I really, really like this part of Philippians. I read it for years and years and never got these ideas out of it. [My thanks to Pastor Trey Hall of Urban Village Church in Chicago!] It brings new meaning to the power of resurrection, to living life. It reinforces the gospel, it shows us that the gospel is good for much, much more than good news for someday, when we die. It’s good for today, for our authenticity with our Creator today. The power of Christ’s resurrection acts today as well.
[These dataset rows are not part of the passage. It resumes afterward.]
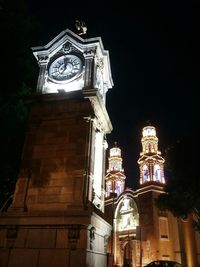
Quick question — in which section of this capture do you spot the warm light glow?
[143,126,156,137]
[93,132,103,197]
[110,147,121,157]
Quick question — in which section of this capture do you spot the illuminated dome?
[142,126,156,137]
[110,142,121,157]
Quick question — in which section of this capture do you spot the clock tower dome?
[0,29,113,267]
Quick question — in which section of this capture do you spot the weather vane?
[75,20,87,35]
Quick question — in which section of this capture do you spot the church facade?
[105,125,200,267]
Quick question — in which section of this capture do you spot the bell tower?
[138,126,165,186]
[105,142,126,198]
[0,29,113,267]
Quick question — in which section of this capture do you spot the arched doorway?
[123,240,132,267]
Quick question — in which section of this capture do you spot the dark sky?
[29,0,200,187]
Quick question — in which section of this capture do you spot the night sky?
[29,0,200,188]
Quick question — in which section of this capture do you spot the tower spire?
[138,123,165,185]
[105,142,126,197]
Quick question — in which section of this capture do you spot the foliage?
[156,130,200,231]
[0,0,37,207]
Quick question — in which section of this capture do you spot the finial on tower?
[75,20,87,35]
[147,120,152,126]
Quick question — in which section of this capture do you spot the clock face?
[49,55,83,82]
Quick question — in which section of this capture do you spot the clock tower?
[0,29,113,267]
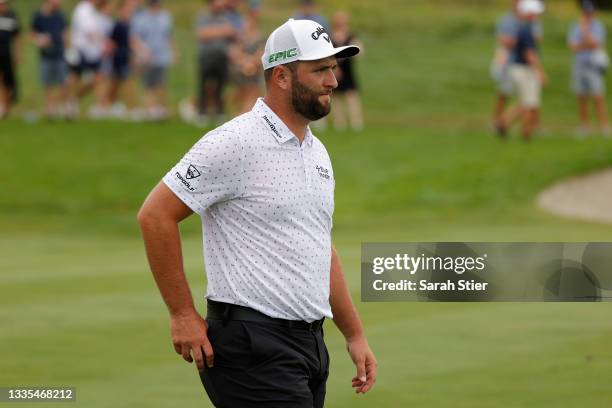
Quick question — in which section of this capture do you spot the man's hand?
[346,336,378,394]
[170,310,214,371]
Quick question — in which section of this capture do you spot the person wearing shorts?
[0,0,21,119]
[331,11,363,132]
[568,0,612,136]
[195,0,239,122]
[499,0,548,141]
[66,0,109,118]
[31,0,68,119]
[491,0,543,136]
[131,0,175,120]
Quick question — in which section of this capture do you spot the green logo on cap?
[268,48,297,64]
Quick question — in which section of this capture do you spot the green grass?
[0,0,612,408]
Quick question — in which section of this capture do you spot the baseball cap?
[518,0,544,14]
[261,18,359,70]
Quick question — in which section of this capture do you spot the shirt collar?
[252,98,313,147]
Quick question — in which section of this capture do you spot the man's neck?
[263,95,310,144]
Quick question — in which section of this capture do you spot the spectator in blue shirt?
[31,0,68,119]
[499,0,548,141]
[568,1,612,136]
[491,0,543,135]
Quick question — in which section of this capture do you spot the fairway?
[0,0,612,408]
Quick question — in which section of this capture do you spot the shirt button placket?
[300,144,312,193]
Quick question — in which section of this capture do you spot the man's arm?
[329,246,378,393]
[138,182,214,370]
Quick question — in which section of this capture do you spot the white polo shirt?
[163,99,335,321]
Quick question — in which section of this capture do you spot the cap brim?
[298,45,361,61]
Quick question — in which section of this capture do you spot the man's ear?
[272,65,291,91]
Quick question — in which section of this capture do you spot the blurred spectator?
[491,0,543,136]
[332,11,363,131]
[230,11,265,113]
[66,0,108,118]
[31,0,68,119]
[225,0,244,32]
[0,0,21,119]
[195,0,239,121]
[500,0,548,141]
[132,0,176,120]
[108,0,137,118]
[293,0,329,32]
[568,0,611,136]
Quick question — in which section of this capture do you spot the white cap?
[518,0,544,14]
[261,18,359,70]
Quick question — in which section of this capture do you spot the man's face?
[291,57,338,121]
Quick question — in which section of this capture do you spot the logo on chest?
[317,166,330,180]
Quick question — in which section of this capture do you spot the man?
[491,0,542,137]
[138,20,376,408]
[293,0,329,31]
[66,0,109,119]
[31,0,68,119]
[0,0,21,119]
[195,0,240,124]
[568,0,611,136]
[499,0,548,141]
[131,0,176,120]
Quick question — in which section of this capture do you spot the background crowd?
[491,0,612,140]
[0,0,363,130]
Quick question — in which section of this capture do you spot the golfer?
[138,20,377,408]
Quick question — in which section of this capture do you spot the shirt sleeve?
[163,130,243,215]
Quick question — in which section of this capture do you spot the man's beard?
[291,73,331,121]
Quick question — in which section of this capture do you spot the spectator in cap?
[195,0,240,122]
[293,0,329,32]
[567,0,611,136]
[130,0,176,120]
[332,11,363,131]
[65,0,110,118]
[31,0,68,119]
[498,0,548,141]
[0,0,21,119]
[491,0,543,137]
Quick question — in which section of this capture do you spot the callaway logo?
[263,115,282,138]
[185,164,202,179]
[310,26,329,42]
[317,166,329,180]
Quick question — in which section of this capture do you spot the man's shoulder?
[312,134,329,157]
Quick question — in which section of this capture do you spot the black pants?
[0,56,17,103]
[200,310,329,408]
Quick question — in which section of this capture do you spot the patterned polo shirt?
[163,99,335,322]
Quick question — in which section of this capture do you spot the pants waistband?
[206,299,325,331]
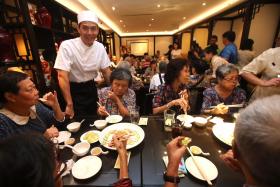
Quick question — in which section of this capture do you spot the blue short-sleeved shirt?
[220,43,238,64]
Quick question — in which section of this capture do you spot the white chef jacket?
[241,47,280,101]
[54,37,111,83]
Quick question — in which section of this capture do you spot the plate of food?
[80,130,100,144]
[212,123,235,146]
[72,156,102,180]
[185,156,218,181]
[99,123,145,150]
[105,115,123,123]
[177,114,194,123]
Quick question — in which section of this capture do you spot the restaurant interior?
[0,0,280,187]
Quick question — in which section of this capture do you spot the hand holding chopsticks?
[96,102,110,116]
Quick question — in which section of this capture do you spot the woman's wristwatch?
[163,171,180,184]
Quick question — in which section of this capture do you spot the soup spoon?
[190,146,210,156]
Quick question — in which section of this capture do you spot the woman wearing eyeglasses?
[202,64,246,114]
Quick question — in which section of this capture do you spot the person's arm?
[57,70,74,118]
[101,67,111,85]
[241,71,280,87]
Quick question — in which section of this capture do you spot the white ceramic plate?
[177,114,194,123]
[80,130,100,144]
[185,156,218,181]
[99,123,145,150]
[54,131,71,143]
[105,115,123,123]
[212,123,235,146]
[72,156,102,179]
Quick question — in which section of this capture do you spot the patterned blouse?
[98,87,136,114]
[153,84,188,113]
[201,87,246,113]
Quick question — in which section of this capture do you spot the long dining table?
[61,116,244,187]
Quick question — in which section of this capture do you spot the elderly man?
[54,11,111,118]
[241,47,280,101]
[165,95,280,187]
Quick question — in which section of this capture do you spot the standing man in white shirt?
[54,11,111,118]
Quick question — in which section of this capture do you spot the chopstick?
[187,147,212,186]
[96,101,110,116]
[209,103,244,108]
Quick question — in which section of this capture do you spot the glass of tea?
[171,120,183,138]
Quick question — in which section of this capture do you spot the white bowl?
[73,142,90,156]
[94,120,107,130]
[67,122,81,132]
[194,117,207,127]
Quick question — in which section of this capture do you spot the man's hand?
[97,106,108,116]
[44,126,59,139]
[64,104,74,119]
[220,149,241,172]
[261,78,280,87]
[108,91,119,103]
[166,136,186,176]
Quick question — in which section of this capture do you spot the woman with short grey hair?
[202,64,246,114]
[221,95,280,187]
[98,68,136,116]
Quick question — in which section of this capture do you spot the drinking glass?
[171,121,183,138]
[164,109,176,131]
[128,106,140,125]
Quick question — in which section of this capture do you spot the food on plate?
[104,129,140,147]
[64,138,75,145]
[83,131,99,143]
[181,137,192,146]
[211,103,228,114]
[90,147,102,156]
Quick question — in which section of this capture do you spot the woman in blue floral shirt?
[153,59,189,114]
[98,68,136,116]
[202,64,246,114]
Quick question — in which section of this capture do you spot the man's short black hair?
[223,31,236,42]
[204,45,218,55]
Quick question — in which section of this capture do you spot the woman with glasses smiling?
[202,64,246,114]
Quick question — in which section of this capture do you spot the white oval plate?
[72,156,102,179]
[105,115,123,123]
[185,156,218,181]
[176,114,194,123]
[54,131,71,143]
[99,123,145,150]
[80,130,100,144]
[212,123,235,146]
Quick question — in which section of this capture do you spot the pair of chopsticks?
[187,147,213,186]
[96,102,110,116]
[209,103,244,108]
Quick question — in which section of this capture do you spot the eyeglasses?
[81,25,98,32]
[224,77,240,82]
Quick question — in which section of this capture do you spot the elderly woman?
[165,95,280,187]
[98,68,136,116]
[202,64,246,114]
[0,71,64,139]
[153,59,189,114]
[0,133,132,187]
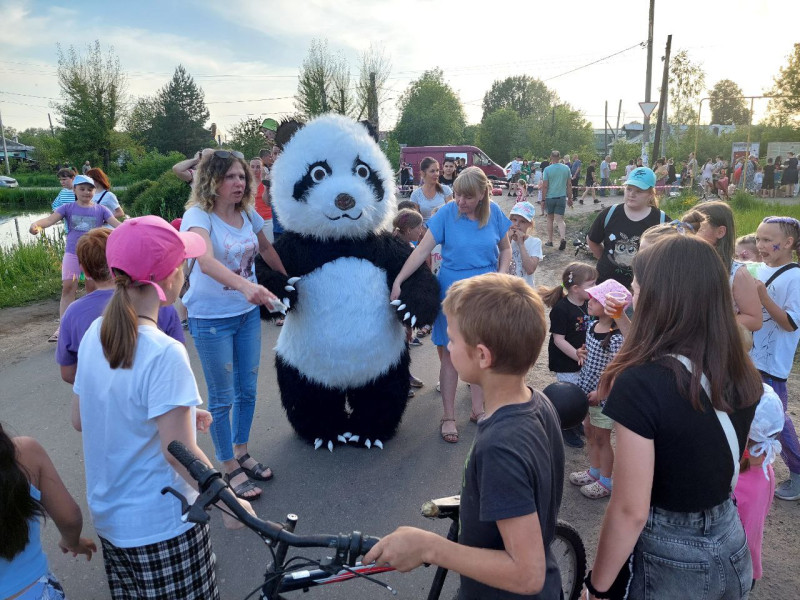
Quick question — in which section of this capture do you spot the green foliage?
[128,150,186,182]
[118,179,153,206]
[394,69,466,146]
[228,117,267,161]
[0,236,65,308]
[481,75,558,122]
[669,50,706,125]
[131,171,191,221]
[708,79,750,125]
[56,41,125,169]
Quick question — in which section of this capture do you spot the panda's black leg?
[275,356,349,446]
[347,348,410,444]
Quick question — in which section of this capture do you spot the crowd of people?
[0,119,800,599]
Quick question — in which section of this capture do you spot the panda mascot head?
[271,114,396,241]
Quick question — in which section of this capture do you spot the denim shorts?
[628,499,753,600]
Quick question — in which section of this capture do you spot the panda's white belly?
[275,258,405,389]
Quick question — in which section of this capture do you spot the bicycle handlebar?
[161,440,380,566]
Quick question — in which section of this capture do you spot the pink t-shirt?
[733,465,775,579]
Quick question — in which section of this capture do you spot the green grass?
[0,236,65,308]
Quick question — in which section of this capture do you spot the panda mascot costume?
[256,114,439,451]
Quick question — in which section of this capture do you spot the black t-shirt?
[547,296,592,373]
[603,359,756,512]
[458,390,564,600]
[589,204,669,288]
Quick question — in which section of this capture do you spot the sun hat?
[511,202,536,223]
[747,383,784,479]
[625,167,656,190]
[586,279,633,308]
[106,215,206,302]
[72,175,97,187]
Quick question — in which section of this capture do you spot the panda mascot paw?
[256,114,439,451]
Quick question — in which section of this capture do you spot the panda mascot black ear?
[275,119,305,150]
[359,120,380,143]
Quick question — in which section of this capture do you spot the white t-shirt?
[508,237,544,287]
[181,206,264,319]
[750,265,800,379]
[410,185,453,223]
[73,317,202,548]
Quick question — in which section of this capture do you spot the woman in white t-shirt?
[411,156,453,224]
[72,215,252,599]
[181,150,286,500]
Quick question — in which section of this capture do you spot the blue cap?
[625,167,656,190]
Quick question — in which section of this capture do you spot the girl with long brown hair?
[586,235,762,598]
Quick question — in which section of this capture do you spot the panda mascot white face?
[272,115,397,240]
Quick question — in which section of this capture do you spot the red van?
[400,146,506,182]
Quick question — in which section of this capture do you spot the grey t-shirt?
[458,390,564,600]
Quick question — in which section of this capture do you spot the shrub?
[131,171,191,221]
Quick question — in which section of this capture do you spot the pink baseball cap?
[106,215,206,302]
[586,279,633,308]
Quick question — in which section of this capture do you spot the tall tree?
[708,79,750,125]
[768,43,800,126]
[669,50,706,124]
[55,41,125,169]
[483,75,558,119]
[149,65,212,156]
[394,69,466,146]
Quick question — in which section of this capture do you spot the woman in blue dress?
[391,167,511,443]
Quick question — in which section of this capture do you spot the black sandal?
[223,468,261,500]
[236,454,274,481]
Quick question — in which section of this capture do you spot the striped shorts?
[100,525,219,600]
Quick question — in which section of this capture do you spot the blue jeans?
[628,499,753,600]
[189,307,261,462]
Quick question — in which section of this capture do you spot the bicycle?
[161,441,586,600]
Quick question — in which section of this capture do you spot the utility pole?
[653,34,672,158]
[642,0,656,167]
[0,114,11,177]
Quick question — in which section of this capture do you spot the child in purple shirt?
[30,175,119,342]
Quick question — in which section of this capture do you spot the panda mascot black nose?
[333,194,356,210]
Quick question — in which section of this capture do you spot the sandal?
[236,454,274,481]
[469,412,486,423]
[439,417,458,444]
[223,468,261,501]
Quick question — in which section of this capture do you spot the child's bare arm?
[364,513,545,594]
Today, the power of Christ’s resurrection resurrects the Real Ethan, and establishes him as the Living God’s viceroy over this body, this soul, this spirit. It vanquishes yet again the False Ethan, and binds him and banishes him. As the Viceroy of the Living God over my existence, I choose to step into that post. I choose to look to the Throne, from whence my authority comes, for direction, for life, for worth. The only things that matter come from my King. All else is, as Paul so eloquently puts, garbage.
That’s rubbish. (That one’s for you, Shawn.)
In the Greek, the word is much less polite. It’s shit.
The old life? What I was once about? It’s shit.
Today I reinforce that, I make that commitment to the Living God again.
And I’ll have to do it again tomorrow, and the next day, and the next.
Slowly the Spirit of the Living God continues to transform me from the inside out, and on the Last Day I hope that Papa will tell me that we did well, we made it through, and he carried me along in spectacular fashion.
Thank you, Almighty and Everlasting God.